Section 482 Cr.P.C., the Court has to consider that the averments in

the complaint constitute offences alleged against the accused, that the

contentions raised are technicalities, and that the bank was not in

existence on the date of presenting the cheque. It is further submitted

that in cheque return memo, it is mentioned as "Account Closed" and

dishonor of cheque on the ground of petitioner's account closed.

According to the petitioner, the said closure report is due to merger of

drawer bank with Kotak Mahindra Bank. It is the further contention

that limitation is barred. These aspects cannot be considered in this

petition as it requires trial. Whether the cheque was non-CTS or not

also requires trial, and therefore the proceedings cannot be quashed

in the present case.

8. At this stage, it is pertinent to note the Judgment of the

Hon'ble Supreme Court in State of Madhya Pradesh vs. Surendra

Kori 1, wherein, in paragraph No.14 it is held as follows:

"The High Court in exercise of its powers under Section 482 Cr.P.C. does not function as a Court of appeal or revision. This Court has, in several judgments, held that the inherent jurisdiction under Section 482 Cr.P.C., though wide, has to be used sparingly, carefully and with caution.

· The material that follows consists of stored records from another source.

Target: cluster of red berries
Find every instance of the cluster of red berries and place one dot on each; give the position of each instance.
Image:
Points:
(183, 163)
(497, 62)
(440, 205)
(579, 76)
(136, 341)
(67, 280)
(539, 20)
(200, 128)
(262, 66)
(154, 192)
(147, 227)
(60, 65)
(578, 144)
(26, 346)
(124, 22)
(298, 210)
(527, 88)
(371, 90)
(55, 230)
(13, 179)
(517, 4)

The High Court, under Section 482 Cr.P.C., should normally refrain from giving a prima facie decision in a case where the entire facts are incomplete and hazy, more so when the evidence has not been collected and produced before the Court and the issues involved, whether factual or legal, are of wide magnitude and cannot be seen in their true perspective without sufficient material."

9. In view of the above discussion as well as the law laid down

by the Hon'ble Supreme Court in Surendra Kori (supra), this Court

does not find any merit in this criminal petition to quash the

proceedings in C.C.No.31 of 2019 on the file of II Metropolitan

Magistrate, Rachakonda, Ranga Reddy District against the

petitioner/accused, and the same is liable to be dismissed.

10. Accordingly, the criminal petition is dismissed. However, as

the matter pertains to 2019, the trial Court is directed to conclude the

1 (2012) 10 Supreme Court Cases 155

proceedings within six months from the date of receipt of a copy of

this order.

Miscellaneous applications, pending if any, stand closed.